Step1: Find the adjacent - side length

Use the Pythagorean theorem \(a^{2}+b^{2}=c^{2}\), where \(c = 17\) (hypotenuse) and \(b = 15\) (opposite - side). Let the adjacent - side be \(a\). Then \(a=\sqrt{c^{2}-b^{2}}=\sqrt{17^{2}-15^{2}}=\sqrt{(17 + 15)(17 - 15)}=\sqrt{32\times2}=\sqrt{64}=8\).

Step2: Calculate \(\sin\theta\)

By the definition of sine in a right - triangle \(\sin\theta=\frac{\text{opposite}}{\text{hypotenuse}}\). Here, the opposite side to \(\theta\) is \(15\) and the hypotenuse is \(17\), so \(\sin\theta=\frac{15}{17}\).

Step3: Calculate \(\csc\theta\)

Since \(\csc\theta=\frac{1}{\sin\theta}\), and \(\sin\theta=\frac{15}{17}\), then \(\csc\theta=\frac{17}{15}\).
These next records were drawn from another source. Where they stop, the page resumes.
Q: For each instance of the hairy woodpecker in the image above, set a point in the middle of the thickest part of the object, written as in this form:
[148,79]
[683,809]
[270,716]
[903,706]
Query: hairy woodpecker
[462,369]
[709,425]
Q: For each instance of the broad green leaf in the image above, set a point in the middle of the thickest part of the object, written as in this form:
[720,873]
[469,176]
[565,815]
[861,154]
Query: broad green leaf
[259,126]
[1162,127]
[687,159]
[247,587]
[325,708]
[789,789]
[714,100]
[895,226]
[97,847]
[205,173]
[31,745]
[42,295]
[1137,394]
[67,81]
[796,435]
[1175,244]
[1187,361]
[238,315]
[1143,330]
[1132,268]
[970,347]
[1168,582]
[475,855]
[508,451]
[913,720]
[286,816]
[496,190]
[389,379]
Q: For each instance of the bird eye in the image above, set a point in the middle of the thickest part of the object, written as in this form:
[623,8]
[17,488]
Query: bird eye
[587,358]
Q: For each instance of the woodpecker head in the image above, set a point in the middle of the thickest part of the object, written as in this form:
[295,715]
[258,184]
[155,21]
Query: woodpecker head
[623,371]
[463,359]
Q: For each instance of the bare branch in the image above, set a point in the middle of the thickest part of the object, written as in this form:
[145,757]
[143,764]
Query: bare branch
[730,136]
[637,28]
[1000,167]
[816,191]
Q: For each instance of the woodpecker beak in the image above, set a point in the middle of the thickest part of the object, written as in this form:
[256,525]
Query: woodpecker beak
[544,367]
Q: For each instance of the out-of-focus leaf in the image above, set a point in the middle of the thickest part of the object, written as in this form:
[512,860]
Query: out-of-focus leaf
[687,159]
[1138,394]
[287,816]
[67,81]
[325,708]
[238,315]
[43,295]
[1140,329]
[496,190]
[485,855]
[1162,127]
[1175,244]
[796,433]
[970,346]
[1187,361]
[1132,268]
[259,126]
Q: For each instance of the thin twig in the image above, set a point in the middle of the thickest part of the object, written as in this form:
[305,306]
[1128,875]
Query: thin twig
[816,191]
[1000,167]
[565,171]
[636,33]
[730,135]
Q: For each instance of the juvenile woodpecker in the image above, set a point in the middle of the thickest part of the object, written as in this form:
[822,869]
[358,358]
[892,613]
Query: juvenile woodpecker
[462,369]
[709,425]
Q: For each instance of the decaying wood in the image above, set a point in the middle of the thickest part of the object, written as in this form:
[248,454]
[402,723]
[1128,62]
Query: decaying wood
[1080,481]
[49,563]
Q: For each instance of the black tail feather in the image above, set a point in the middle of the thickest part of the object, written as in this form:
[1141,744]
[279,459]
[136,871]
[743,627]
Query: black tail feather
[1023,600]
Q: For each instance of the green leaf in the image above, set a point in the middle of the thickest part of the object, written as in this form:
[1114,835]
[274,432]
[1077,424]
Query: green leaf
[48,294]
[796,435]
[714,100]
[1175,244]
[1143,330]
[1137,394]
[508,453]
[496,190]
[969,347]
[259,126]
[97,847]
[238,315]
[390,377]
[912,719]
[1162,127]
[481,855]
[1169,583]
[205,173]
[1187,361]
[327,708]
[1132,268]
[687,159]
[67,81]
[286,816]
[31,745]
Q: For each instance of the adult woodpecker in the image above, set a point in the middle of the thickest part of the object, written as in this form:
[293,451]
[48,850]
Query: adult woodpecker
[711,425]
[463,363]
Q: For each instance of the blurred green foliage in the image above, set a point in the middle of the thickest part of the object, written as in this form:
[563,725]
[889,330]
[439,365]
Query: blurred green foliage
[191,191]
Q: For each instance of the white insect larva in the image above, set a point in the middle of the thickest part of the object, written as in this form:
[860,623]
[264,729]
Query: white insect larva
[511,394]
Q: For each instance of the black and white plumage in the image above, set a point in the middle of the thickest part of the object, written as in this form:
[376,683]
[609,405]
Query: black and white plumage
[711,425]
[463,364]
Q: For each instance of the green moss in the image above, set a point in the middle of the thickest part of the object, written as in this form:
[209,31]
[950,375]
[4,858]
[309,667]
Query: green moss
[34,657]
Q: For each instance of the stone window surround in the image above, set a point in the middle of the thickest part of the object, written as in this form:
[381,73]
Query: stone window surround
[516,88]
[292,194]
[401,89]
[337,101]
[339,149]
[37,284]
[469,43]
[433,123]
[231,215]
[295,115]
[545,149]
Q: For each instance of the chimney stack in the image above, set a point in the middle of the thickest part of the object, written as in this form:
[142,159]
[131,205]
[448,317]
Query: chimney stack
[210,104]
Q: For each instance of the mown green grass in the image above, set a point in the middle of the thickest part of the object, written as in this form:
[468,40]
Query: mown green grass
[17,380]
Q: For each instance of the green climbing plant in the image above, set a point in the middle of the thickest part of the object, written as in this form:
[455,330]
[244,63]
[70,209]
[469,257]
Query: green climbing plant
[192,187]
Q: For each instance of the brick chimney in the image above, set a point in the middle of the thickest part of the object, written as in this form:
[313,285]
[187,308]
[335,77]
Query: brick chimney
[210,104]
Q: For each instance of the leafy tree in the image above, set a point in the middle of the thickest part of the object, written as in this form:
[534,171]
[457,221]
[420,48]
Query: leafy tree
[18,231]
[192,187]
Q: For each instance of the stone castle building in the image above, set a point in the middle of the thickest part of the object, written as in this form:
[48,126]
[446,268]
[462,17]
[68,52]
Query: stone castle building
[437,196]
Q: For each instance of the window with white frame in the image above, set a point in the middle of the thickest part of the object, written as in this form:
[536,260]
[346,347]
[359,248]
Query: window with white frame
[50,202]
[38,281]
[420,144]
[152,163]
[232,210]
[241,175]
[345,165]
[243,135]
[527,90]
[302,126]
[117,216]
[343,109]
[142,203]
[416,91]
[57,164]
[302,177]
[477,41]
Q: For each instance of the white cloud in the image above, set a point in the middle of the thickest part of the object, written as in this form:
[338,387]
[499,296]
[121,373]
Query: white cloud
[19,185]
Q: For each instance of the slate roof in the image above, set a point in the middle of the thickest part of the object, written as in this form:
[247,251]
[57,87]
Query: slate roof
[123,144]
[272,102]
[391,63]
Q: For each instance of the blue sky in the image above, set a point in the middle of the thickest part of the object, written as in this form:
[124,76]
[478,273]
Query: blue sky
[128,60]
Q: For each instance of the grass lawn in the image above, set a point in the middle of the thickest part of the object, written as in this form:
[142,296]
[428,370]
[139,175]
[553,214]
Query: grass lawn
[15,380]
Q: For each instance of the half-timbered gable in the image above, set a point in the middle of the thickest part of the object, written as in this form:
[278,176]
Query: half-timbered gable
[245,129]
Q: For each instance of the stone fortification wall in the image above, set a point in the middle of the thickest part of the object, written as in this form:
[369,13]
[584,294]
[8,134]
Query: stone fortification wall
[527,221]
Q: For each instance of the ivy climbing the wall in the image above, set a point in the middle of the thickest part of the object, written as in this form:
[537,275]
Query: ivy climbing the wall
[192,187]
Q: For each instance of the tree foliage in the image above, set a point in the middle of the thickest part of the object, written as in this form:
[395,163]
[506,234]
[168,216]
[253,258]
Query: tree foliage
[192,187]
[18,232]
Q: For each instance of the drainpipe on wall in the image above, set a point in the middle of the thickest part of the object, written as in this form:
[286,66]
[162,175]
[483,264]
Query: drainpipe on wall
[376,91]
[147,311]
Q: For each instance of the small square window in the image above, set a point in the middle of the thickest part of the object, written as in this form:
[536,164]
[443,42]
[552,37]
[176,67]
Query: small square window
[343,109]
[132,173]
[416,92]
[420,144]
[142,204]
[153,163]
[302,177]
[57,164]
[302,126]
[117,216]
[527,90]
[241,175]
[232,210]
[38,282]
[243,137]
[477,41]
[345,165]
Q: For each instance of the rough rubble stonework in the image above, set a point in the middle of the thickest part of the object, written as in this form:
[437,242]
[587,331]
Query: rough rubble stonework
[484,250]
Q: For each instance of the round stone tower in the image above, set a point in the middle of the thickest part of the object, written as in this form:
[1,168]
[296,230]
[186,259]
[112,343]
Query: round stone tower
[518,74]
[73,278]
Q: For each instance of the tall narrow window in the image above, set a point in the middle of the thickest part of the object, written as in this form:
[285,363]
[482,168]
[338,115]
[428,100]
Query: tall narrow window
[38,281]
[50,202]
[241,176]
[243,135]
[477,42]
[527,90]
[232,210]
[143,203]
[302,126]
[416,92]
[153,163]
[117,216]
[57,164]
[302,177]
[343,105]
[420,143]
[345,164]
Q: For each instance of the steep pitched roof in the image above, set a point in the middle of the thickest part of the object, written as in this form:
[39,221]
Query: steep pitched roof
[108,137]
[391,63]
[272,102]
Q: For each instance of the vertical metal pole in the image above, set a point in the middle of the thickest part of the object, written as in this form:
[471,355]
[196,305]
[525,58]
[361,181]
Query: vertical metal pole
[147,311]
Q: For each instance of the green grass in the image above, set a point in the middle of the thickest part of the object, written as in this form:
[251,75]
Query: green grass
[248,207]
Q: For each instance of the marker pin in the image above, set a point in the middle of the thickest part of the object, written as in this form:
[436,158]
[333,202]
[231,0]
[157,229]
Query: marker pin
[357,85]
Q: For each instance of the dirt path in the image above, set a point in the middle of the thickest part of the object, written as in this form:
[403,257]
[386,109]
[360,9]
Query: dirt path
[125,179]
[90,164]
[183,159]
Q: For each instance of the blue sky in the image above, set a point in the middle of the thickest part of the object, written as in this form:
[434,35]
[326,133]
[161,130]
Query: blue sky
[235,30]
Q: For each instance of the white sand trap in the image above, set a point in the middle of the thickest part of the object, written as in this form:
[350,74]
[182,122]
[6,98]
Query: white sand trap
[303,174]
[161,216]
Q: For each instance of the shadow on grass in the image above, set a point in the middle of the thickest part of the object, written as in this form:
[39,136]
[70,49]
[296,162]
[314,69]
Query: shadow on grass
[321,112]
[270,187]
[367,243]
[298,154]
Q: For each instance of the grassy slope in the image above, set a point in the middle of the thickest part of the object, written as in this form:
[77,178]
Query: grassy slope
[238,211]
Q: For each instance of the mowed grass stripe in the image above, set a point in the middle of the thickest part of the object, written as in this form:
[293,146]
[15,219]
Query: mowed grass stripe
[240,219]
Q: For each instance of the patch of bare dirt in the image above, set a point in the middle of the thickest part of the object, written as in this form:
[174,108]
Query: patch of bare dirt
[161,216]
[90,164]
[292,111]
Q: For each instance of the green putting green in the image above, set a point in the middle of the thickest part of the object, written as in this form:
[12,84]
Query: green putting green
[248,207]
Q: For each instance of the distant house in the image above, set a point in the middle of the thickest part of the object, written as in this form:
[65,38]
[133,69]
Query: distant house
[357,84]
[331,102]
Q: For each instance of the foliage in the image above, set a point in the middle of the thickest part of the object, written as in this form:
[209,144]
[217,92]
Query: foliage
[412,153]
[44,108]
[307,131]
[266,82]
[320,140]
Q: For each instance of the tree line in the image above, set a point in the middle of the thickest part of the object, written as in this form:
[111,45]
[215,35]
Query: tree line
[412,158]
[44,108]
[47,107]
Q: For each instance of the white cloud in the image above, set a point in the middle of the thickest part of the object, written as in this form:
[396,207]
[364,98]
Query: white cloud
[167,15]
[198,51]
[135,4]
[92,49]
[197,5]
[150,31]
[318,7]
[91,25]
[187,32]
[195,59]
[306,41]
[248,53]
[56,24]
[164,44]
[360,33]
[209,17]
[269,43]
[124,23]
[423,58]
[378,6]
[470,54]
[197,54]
Step4: Calculate \(\cot\theta\)

By the definition of cotangent in a right - triangle \(\cot\theta=\frac{\text{adjacent}}{\text{opposite}}\). Here, the adjacent side to \(\theta\) is \(8\) and the opposite side is \(15\), so \(\cot\theta=\frac{8}{15}\).

Answer:

\(\sin\theta=\frac{15}{17}\)
\(\csc\theta=\frac{17}{15}\)
\(\cot\theta=\frac{8}{15}\)